Precari ex Ist: nove restano a casa

Con il 30 giugno si chiude il lungo periodo di precariato, che per alcuni durava da oltre 10 anni, di 7 dei 9 (due cesseranno ad agosto) precari amministrativi dell’ex IST. Nonostante gli impegni assunti, i lavoratori saranno lasciati a casa

Nota - Questo comunicato è stato pubblicato integralmente come contributo esterno. Questo contenuto non è pertanto un articolo prodotto dalla redazione di GenovaToday

Genova - Con il 30 giugno si chiude il lungo periodo di precariato, che per alcuni durava da oltre 10 anni, di 7 dei 9 (due cesseranno ad agosto) precari amministrativi dell’ex IST. Nonostante gli impegni assunti a tutti i livelli, e la promessa che con la fusione tra San Martino e IST ci sarebbero state maggiori possibilità di impiego per il personale precario, ora scopriamo che lavoratori, che per anni hanno prestato la loro attività per servizi essenziali al buon funzionamento dell’IST, non servono più e possono essere lasciati tranquillamente a casa. Difficile capire la scelta di privarsi di personale già ampliamente formato, e su cui quindi si è investito, mentre si bandisce un concorso per assumere personale esterno in possesso della stessa qualifica.

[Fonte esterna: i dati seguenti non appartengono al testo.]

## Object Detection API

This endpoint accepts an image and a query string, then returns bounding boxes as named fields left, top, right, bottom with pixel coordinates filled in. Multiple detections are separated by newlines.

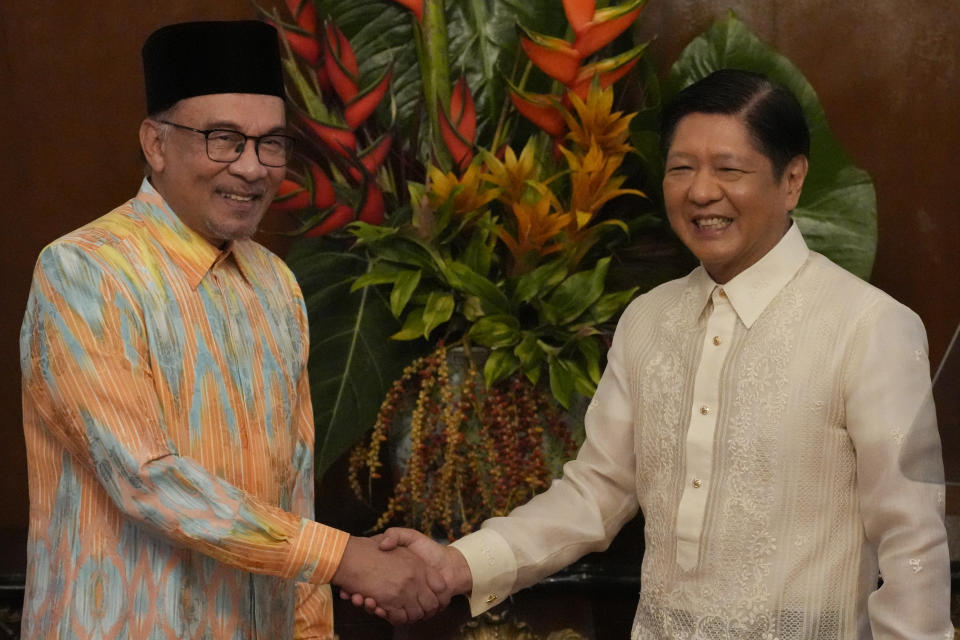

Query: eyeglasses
left=160, top=120, right=294, bottom=167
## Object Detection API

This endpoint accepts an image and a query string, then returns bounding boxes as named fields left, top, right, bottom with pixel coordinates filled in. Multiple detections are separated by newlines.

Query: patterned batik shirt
left=20, top=180, right=348, bottom=640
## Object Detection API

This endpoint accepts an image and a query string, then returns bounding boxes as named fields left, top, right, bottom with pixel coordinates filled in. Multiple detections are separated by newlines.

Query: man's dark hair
left=660, top=69, right=810, bottom=180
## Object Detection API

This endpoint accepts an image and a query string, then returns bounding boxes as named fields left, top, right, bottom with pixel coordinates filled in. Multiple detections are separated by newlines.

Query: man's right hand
left=331, top=536, right=450, bottom=624
left=340, top=527, right=473, bottom=618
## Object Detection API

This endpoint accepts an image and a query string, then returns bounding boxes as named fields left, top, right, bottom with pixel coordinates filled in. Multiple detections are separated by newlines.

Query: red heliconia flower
left=510, top=87, right=567, bottom=138
left=310, top=164, right=337, bottom=209
left=343, top=67, right=391, bottom=129
left=270, top=22, right=320, bottom=66
left=270, top=179, right=310, bottom=212
left=520, top=27, right=583, bottom=84
left=349, top=133, right=393, bottom=182
left=304, top=204, right=354, bottom=238
left=439, top=76, right=477, bottom=171
left=573, top=0, right=647, bottom=57
left=563, top=0, right=596, bottom=35
left=570, top=42, right=650, bottom=100
left=300, top=114, right=357, bottom=158
left=323, top=22, right=360, bottom=103
left=396, top=0, right=423, bottom=22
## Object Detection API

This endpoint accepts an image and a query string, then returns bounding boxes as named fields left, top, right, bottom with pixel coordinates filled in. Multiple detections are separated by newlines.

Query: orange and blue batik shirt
left=20, top=180, right=348, bottom=640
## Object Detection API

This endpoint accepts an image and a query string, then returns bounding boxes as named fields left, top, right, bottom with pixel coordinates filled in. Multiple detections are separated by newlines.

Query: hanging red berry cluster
left=349, top=344, right=578, bottom=540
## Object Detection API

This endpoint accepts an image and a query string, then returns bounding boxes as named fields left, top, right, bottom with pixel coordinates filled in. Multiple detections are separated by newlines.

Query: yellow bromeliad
left=427, top=164, right=498, bottom=215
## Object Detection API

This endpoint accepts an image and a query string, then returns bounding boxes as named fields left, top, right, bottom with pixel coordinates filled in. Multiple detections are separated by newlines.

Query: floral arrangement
left=255, top=0, right=872, bottom=536
left=255, top=0, right=645, bottom=537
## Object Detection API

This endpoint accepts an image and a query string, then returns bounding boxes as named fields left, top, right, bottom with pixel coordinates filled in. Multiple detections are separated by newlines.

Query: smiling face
left=663, top=113, right=807, bottom=284
left=140, top=93, right=286, bottom=246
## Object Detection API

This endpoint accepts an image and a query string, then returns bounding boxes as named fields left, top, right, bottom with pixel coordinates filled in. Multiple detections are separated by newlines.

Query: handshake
left=331, top=528, right=473, bottom=624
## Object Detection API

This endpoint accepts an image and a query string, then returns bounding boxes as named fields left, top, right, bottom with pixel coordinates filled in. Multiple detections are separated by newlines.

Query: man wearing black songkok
left=21, top=22, right=445, bottom=639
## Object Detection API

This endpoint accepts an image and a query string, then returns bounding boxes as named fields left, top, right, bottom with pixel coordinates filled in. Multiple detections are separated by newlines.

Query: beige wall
left=0, top=0, right=960, bottom=573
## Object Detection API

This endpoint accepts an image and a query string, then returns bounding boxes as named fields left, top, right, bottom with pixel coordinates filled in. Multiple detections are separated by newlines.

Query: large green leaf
left=316, top=0, right=566, bottom=152
left=286, top=239, right=422, bottom=478
left=663, top=13, right=877, bottom=279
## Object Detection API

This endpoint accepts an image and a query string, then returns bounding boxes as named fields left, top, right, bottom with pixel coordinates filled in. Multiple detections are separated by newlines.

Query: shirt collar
left=690, top=223, right=810, bottom=329
left=133, top=178, right=252, bottom=289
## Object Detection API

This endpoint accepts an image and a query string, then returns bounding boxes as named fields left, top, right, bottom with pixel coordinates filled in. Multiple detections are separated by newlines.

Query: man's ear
left=783, top=155, right=810, bottom=211
left=140, top=118, right=165, bottom=174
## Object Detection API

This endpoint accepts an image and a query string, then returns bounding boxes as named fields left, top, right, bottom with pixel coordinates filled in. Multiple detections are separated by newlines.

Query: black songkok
left=142, top=20, right=283, bottom=115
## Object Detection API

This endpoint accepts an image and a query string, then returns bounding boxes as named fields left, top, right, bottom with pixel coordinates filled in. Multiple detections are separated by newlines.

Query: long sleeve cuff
left=284, top=519, right=350, bottom=584
left=451, top=529, right=517, bottom=616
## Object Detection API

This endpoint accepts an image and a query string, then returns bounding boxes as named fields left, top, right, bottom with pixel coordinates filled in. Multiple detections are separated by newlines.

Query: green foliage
left=286, top=239, right=422, bottom=477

Ancora una volta sono i lavoratori e le loro famiglie a pagare l’incapacità degli amministratori e della politica a trovare soluzioni alle esigenze di bilancio che non siano tagli al personale ed ai servizi. In questa situazione i lavoratori precari, qualunque sia la loro professionalità ed esperienza, costituiscono l’anello più debole, quello che più facilmente può essere tagliato senza che qualcuno sia mai chiamato a rispondere in prima persona per scelte così palesemente ingiuste ed ingiustificate.

La FP-CGIL continuerà a sostenere la lotta di tutti i precari e ad incalzare le istituzioni e l’amministrazione dell’IRCCS San Martino - IST affinché non ci si fermi all’applicazione sterile e letterale di un cavillo legislativo ma si trovino soluzioni alternative che consentano a queste lavoratrici e a questi lavoratori di continuare a svolgere le proprie mansioni mantenendo uno stipendio.

Per questo la FP-CGIL metterà a disposizione le proprie strutture per attivare ogni forma di tutela legale e fare in modo che questi lavoratori possano essere reintegrati sul loro posto di lavoro.